Die Reaktion erfolgte kurz nach dem Launch von Marathon, als das Spiel sofort unter die Lupe der Spieler geriet. Diese störten sich an dem, was viele als aggressiven In-Game-Store in Kombination mit einem Schwierigkeitsgrad bezeichneten, der selbst für erfahrene Extraction-Shooter-Fans als bestrafend empfunden wurde. Diese Kombination erwies sich als Zündstoff, wobei sich die Kritik in sozialen Medien und Gaming-Foren rasch verbreitete.
Was Bungie ändert
Bungie bestätigte, dass sich der erste Patch für Marathon darauf konzentrieren wird, den Schwierigkeitsgrad so anzupassen, dass er zugänglicher wirkt, ohne die Spannung zu nehmen, die das Extraction-Genre definiert. Hier ist, was Spieler von der ersten Reaktion erwarten können:
- Anpassungen am Schwierigkeitsgrad im ersten Patch, um die Einstiegshürden für neue Spieler zu verringern
- Überprüfung der Mikrotransaktionen läuft; Bungie erkennt die Bedenken der Community hinsichtlich der aktuellen Monetarisierungsstruktur an
- Weitere Updates versprochen, wobei das Studio signalisiert, dass dies die erste von mehreren Reaktionen ist und keine einmalige Korrektur
Bungie betrachtet dies als einen fortlaufenden Dialog und nicht als eine einzelne Korrekturmaßnahme. Studios überarbeiten ihre Monetarisierung selten über Nacht, aber die Schnelligkeit dieser Anerkennung deutet darauf hin, dass der Backlash ein Level erreicht hat, das der Entwickler nicht ignorieren konnte.

Marathon's in-game store UI
Warum der Backlash so hart traf
Marathon trägt als Bungies erste neue IP seit über einem Jahrzehnt eine enorme Last, und die Erwartungen der Spieler waren entsprechend hoch. Wenn ein Spiel dieses Kalibers mit einer Monetarisierung startet, die sich nicht mit dem Preis oder der Spielerfahrung deckt, fällt die Reaktion meist heftiger aus.
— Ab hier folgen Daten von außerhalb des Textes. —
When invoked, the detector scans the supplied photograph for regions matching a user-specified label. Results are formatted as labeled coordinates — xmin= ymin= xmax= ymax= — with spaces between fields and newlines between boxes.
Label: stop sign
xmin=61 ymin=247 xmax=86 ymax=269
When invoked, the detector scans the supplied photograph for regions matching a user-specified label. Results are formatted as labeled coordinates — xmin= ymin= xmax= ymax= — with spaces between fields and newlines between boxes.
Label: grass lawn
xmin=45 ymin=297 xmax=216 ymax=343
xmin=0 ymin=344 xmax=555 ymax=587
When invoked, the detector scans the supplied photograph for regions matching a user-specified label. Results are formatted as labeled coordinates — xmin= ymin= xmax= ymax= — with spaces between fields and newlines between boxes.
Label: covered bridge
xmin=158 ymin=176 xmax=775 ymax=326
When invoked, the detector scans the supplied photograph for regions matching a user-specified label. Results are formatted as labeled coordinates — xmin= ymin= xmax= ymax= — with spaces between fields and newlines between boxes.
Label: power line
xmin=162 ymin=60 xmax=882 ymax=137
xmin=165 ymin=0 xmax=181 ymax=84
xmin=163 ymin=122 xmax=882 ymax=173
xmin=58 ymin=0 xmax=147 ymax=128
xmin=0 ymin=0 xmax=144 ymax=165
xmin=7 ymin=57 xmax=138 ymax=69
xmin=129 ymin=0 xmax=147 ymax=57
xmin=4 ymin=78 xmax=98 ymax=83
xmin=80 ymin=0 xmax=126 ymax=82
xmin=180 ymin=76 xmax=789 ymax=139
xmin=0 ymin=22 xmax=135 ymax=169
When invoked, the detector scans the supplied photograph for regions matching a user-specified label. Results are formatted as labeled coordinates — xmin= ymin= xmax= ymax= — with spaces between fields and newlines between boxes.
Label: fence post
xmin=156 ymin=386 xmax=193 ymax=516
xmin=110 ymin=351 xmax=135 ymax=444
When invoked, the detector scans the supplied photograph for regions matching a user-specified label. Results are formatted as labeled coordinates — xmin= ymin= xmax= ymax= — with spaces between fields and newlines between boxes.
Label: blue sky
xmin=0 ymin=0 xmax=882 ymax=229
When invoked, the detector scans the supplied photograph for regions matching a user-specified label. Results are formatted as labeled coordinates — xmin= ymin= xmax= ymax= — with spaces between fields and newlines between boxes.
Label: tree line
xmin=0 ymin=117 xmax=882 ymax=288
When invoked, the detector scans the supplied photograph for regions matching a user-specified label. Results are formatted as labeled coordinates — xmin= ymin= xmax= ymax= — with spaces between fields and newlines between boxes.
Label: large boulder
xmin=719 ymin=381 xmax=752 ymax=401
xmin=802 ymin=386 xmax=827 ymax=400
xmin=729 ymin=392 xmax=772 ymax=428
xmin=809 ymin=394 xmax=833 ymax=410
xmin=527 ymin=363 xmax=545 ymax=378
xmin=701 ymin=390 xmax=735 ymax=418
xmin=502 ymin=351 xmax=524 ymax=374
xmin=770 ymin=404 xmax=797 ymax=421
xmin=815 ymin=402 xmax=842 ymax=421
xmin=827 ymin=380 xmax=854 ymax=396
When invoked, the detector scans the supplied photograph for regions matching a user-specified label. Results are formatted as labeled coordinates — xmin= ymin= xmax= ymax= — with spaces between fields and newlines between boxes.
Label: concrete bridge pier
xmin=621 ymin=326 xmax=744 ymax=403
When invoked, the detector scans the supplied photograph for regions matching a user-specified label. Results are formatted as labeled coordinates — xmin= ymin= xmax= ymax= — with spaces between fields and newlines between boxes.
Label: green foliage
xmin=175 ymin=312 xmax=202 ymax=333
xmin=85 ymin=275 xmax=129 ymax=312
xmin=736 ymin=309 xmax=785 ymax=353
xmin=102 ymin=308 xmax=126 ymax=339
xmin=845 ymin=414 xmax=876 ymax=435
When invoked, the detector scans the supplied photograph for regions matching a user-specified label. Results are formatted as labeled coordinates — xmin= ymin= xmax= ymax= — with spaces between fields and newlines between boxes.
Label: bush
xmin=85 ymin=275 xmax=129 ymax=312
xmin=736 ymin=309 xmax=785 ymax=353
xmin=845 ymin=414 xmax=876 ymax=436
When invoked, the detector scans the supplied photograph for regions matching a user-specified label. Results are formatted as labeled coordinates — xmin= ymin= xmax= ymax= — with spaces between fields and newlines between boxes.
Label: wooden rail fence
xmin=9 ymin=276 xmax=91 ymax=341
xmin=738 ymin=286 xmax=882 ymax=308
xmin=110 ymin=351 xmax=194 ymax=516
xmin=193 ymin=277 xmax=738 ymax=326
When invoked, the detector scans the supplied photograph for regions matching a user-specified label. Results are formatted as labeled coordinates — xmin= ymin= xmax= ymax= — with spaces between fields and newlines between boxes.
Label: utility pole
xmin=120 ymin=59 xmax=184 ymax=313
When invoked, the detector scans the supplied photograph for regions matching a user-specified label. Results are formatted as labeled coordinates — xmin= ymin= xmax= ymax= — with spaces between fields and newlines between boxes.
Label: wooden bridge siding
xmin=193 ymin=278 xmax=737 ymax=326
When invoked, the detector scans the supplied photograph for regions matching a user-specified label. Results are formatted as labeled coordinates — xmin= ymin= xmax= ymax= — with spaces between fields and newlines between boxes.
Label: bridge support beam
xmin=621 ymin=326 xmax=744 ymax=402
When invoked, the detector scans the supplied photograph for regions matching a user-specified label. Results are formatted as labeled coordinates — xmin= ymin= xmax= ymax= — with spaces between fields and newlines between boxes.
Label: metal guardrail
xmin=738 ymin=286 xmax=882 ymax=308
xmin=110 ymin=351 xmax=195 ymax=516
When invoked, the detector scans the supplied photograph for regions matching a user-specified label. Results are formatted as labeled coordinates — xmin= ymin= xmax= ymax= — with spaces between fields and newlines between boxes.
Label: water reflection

Extraction Shooter als Genre erfordern ohnehin ein erhebliches Zeitinvestment von den Spielern. Wenn dieses Investment mit einer steilen Difficulty Curve und einem prominenten In-Game-Store gepaart wird, kann sich die Kombination wie eine doppelte Barriere anfühlen. Spieler äußerten Bedenken, dass der aktuelle Aufbau den Fortschritt unnötig verlangsamt, sofern kein echtes Geld fließt – eine Kritik, die Bungie offenbar ernst nimmt.
Behalten Sie die offiziellen Marathon-Kanäle für Patch Notes im Auge, da die Änderungen am Schwierigkeitsgrad voraussichtlich zuerst ausgerollt werden, bevor strukturelle Monetarisierungs-Updates folgen.
Bungies Erfolgsbilanz beim Community-Feedback
Bungie hat bereits früher auf Spieler-Backlash reagiert, vor allem durch jahrelanges Live-Service-Management bei Destiny 2, wo das Studio wiederholt Monetarisierungsmodelle, Content-Vaulting-Richtlinien und Progressionssysteme als Reaktion auf den Druck der Community angepasst hat. Diese Historie gibt einigen Spielern Grund zu der Annahme, dass das Studio konsequent handeln wird, obwohl andere skeptisch bleiben, wenn man bedenkt, wie lange bestimmte Schwachstellen in Destiny 2 bestanden, bevor sie behoben wurden.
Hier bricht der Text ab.